On Monday, Serbian Prime Minister Aleksandar Vucic said Serbia had arrested several people for planning illegal activities in Montenegro – but insisted that the Serbian state had nothing to do with those acts and mentioned ties to a third, unnamed country.
Patrushev has meanwhile called for Russian and Serbian security authorities to work more closely together.
Belgrade maintains close political and military ties with Russia, in particular refusing to join the EU sanctions imposed on Moscow over Russia’s annexation of Crimea and its perceived role in the separatist armed conflict in eastern Ukraine.
Some analysts link Petrushev’s visit with allegations by the Serbian government that a third country was involved in illegal operations on Montenegrin soil.

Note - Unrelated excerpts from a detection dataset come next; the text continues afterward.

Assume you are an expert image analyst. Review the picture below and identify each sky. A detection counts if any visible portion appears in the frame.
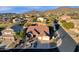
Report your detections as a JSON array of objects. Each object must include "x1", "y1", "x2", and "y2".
[{"x1": 0, "y1": 6, "x2": 79, "y2": 13}]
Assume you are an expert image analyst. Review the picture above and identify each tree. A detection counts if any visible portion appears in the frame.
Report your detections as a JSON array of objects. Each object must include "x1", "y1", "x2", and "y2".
[{"x1": 61, "y1": 21, "x2": 74, "y2": 29}]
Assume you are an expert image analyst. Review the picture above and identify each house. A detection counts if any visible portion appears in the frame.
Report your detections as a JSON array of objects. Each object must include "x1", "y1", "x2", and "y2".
[
  {"x1": 26, "y1": 22, "x2": 50, "y2": 41},
  {"x1": 59, "y1": 15, "x2": 71, "y2": 21},
  {"x1": 13, "y1": 18, "x2": 21, "y2": 23},
  {"x1": 2, "y1": 27, "x2": 15, "y2": 49},
  {"x1": 37, "y1": 17, "x2": 47, "y2": 23}
]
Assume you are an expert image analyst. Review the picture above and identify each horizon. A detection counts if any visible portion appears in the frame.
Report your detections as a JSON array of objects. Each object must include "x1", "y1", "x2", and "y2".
[{"x1": 0, "y1": 6, "x2": 79, "y2": 13}]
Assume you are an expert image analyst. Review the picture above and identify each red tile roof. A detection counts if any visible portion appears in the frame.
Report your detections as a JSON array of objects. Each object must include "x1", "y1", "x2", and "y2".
[{"x1": 27, "y1": 24, "x2": 49, "y2": 36}]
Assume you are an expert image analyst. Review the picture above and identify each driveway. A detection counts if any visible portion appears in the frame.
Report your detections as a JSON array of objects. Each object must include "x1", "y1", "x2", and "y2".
[{"x1": 58, "y1": 27, "x2": 76, "y2": 52}]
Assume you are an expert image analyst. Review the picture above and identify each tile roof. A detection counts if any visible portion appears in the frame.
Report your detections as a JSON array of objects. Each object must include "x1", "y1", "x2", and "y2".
[{"x1": 27, "y1": 24, "x2": 49, "y2": 36}]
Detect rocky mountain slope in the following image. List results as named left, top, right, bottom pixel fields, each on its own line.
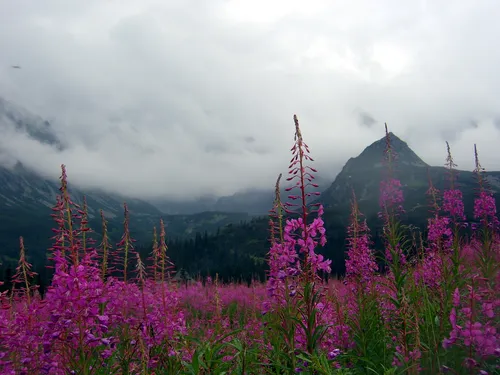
left=320, top=133, right=500, bottom=222
left=0, top=98, right=248, bottom=262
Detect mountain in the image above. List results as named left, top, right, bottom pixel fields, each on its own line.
left=320, top=133, right=500, bottom=217
left=0, top=98, right=248, bottom=263
left=0, top=97, right=66, bottom=151
left=149, top=176, right=332, bottom=216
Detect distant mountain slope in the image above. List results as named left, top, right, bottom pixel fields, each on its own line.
left=0, top=98, right=248, bottom=262
left=0, top=97, right=66, bottom=150
left=320, top=133, right=500, bottom=220
left=150, top=176, right=332, bottom=216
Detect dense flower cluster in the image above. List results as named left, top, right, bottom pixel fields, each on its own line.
left=0, top=121, right=500, bottom=375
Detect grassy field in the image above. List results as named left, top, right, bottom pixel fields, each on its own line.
left=0, top=118, right=500, bottom=375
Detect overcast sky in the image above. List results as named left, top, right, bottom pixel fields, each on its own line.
left=0, top=0, right=500, bottom=197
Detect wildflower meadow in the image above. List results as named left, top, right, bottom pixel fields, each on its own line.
left=0, top=116, right=500, bottom=375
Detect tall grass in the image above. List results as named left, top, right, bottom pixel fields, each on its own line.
left=0, top=116, right=500, bottom=375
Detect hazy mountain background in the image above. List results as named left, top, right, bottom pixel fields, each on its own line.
left=0, top=99, right=500, bottom=284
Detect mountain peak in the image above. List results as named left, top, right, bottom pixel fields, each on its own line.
left=346, top=132, right=428, bottom=169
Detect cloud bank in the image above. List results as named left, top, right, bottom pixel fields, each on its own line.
left=0, top=0, right=500, bottom=198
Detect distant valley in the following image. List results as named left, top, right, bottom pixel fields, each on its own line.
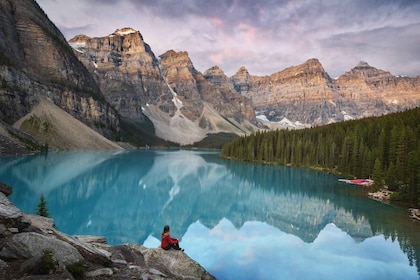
left=0, top=0, right=420, bottom=153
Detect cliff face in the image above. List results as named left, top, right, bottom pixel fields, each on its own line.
left=231, top=59, right=420, bottom=126
left=69, top=28, right=176, bottom=122
left=69, top=28, right=256, bottom=144
left=0, top=0, right=119, bottom=142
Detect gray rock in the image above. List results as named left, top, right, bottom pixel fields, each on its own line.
left=55, top=231, right=111, bottom=266
left=23, top=213, right=55, bottom=234
left=86, top=267, right=114, bottom=277
left=0, top=192, right=30, bottom=231
left=0, top=182, right=12, bottom=196
left=0, top=232, right=83, bottom=264
left=144, top=248, right=215, bottom=279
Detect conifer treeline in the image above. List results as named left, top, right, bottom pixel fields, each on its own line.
left=221, top=108, right=420, bottom=207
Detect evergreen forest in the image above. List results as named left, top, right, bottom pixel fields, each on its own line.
left=221, top=108, right=420, bottom=207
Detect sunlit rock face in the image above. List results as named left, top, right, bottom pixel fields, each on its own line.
left=231, top=59, right=420, bottom=125
left=0, top=0, right=119, bottom=137
left=69, top=31, right=256, bottom=144
left=69, top=28, right=176, bottom=122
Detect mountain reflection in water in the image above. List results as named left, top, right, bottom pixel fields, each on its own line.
left=0, top=150, right=420, bottom=279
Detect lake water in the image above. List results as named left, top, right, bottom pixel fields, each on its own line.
left=0, top=150, right=420, bottom=280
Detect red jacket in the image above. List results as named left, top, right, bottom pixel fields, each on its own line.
left=160, top=233, right=178, bottom=248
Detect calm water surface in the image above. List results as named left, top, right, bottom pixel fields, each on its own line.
left=0, top=150, right=420, bottom=280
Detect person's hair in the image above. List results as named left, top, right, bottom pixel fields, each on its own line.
left=162, top=225, right=170, bottom=238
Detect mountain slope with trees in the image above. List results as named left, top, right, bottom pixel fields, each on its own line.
left=222, top=108, right=420, bottom=207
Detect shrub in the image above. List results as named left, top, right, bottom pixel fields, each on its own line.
left=39, top=248, right=58, bottom=274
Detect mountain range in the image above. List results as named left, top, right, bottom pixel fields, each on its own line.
left=0, top=0, right=420, bottom=152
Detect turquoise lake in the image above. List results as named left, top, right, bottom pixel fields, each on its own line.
left=0, top=150, right=420, bottom=280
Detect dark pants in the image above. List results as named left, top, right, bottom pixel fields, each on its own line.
left=162, top=243, right=181, bottom=250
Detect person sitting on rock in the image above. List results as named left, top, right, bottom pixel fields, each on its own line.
left=160, top=225, right=184, bottom=251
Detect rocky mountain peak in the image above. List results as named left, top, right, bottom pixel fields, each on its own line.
left=235, top=66, right=249, bottom=76
left=356, top=60, right=370, bottom=68
left=203, top=65, right=233, bottom=90
left=204, top=65, right=225, bottom=76
left=340, top=61, right=392, bottom=80
left=297, top=58, right=325, bottom=73
left=69, top=34, right=90, bottom=44
left=111, top=27, right=138, bottom=36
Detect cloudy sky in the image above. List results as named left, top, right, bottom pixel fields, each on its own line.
left=37, top=0, right=420, bottom=77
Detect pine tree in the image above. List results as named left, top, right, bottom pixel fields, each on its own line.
left=36, top=194, right=50, bottom=218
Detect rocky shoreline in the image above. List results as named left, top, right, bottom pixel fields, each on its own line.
left=367, top=188, right=420, bottom=221
left=0, top=183, right=216, bottom=279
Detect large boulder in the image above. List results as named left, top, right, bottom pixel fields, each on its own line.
left=0, top=192, right=30, bottom=233
left=0, top=188, right=215, bottom=279
left=0, top=232, right=83, bottom=265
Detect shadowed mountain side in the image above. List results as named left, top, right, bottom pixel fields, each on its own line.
left=14, top=99, right=122, bottom=150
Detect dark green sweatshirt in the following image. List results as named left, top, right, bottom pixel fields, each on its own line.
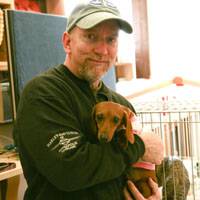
left=13, top=65, right=144, bottom=200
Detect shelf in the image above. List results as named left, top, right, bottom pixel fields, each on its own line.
left=0, top=0, right=14, bottom=8
left=0, top=61, right=8, bottom=72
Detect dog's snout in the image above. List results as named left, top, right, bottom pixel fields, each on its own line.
left=99, top=134, right=108, bottom=143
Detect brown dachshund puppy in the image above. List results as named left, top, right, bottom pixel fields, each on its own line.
left=93, top=101, right=156, bottom=197
left=93, top=101, right=134, bottom=148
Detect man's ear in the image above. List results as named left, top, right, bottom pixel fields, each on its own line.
left=62, top=31, right=71, bottom=54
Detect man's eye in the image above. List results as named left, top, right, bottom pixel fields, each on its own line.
left=86, top=34, right=97, bottom=42
left=113, top=116, right=119, bottom=124
left=107, top=37, right=117, bottom=45
left=96, top=114, right=104, bottom=122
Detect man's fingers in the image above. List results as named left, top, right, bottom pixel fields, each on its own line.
left=124, top=187, right=133, bottom=200
left=149, top=178, right=158, bottom=194
left=127, top=181, right=145, bottom=200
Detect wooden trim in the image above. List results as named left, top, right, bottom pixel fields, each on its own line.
left=132, top=0, right=150, bottom=78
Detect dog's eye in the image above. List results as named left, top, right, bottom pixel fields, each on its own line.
left=113, top=116, right=119, bottom=124
left=96, top=114, right=103, bottom=122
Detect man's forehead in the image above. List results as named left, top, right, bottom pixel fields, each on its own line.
left=85, top=19, right=120, bottom=32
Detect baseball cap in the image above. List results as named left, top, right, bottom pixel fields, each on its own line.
left=66, top=0, right=133, bottom=33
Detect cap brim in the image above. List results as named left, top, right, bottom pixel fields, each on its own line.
left=76, top=12, right=133, bottom=33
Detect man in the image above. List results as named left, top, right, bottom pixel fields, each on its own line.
left=13, top=0, right=161, bottom=200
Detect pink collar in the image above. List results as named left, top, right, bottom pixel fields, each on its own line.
left=131, top=161, right=155, bottom=170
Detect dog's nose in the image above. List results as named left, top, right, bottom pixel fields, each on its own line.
left=99, top=134, right=108, bottom=143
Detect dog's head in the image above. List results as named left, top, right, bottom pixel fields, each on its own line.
left=93, top=101, right=134, bottom=147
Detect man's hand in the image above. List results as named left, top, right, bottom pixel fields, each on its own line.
left=124, top=178, right=161, bottom=200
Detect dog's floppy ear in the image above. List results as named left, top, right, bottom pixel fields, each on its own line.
left=123, top=106, right=135, bottom=144
left=91, top=106, right=98, bottom=135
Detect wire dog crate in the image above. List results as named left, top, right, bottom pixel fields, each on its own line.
left=134, top=104, right=200, bottom=200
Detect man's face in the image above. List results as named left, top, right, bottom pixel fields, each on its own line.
left=66, top=20, right=119, bottom=83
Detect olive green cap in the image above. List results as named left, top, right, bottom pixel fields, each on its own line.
left=66, top=0, right=133, bottom=33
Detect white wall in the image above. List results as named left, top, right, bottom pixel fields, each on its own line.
left=147, top=0, right=200, bottom=79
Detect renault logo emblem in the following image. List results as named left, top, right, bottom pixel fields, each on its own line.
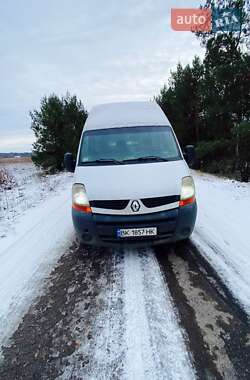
left=130, top=201, right=141, bottom=212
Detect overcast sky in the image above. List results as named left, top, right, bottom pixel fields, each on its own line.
left=0, top=0, right=204, bottom=152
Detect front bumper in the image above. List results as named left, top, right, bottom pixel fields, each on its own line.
left=72, top=202, right=197, bottom=246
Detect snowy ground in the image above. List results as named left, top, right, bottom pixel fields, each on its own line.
left=193, top=173, right=250, bottom=315
left=0, top=165, right=250, bottom=380
left=0, top=164, right=73, bottom=354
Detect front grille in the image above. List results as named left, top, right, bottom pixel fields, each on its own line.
left=89, top=200, right=129, bottom=210
left=141, top=195, right=180, bottom=208
left=89, top=195, right=180, bottom=210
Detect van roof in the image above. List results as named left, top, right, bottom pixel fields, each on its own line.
left=84, top=102, right=170, bottom=131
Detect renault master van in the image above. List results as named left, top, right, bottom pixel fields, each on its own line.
left=65, top=102, right=197, bottom=246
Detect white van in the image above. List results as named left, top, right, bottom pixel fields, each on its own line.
left=65, top=102, right=197, bottom=246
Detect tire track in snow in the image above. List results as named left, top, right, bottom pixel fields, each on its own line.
left=124, top=249, right=195, bottom=380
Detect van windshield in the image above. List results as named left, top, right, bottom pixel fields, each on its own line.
left=78, top=126, right=182, bottom=166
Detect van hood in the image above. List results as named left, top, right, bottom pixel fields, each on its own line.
left=74, top=160, right=190, bottom=201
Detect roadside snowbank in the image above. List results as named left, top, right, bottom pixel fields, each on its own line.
left=0, top=166, right=74, bottom=354
left=193, top=172, right=250, bottom=314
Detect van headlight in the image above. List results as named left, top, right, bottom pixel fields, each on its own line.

Belgrade-based analyst and correspondent from Moscow, Slobodan Samardzija, told BIRN: “Russia has decided to play a little harder. The EU is in crisis because of its disagreement, and the US is in a vacuum that has resulted in Balkans cycling and trading. Everyone is looking for something for themselves. “
At a meeting with Serbian Interior Minister Nebojsa Stefanovic in Belgrade, Patrushev proposed a memorandum of understanding with the Russian Interior Ministry, which should be signed in 2017.
The agreement would establish regular communication between the security authorities of the two countries, albeit not on a legally binding basis.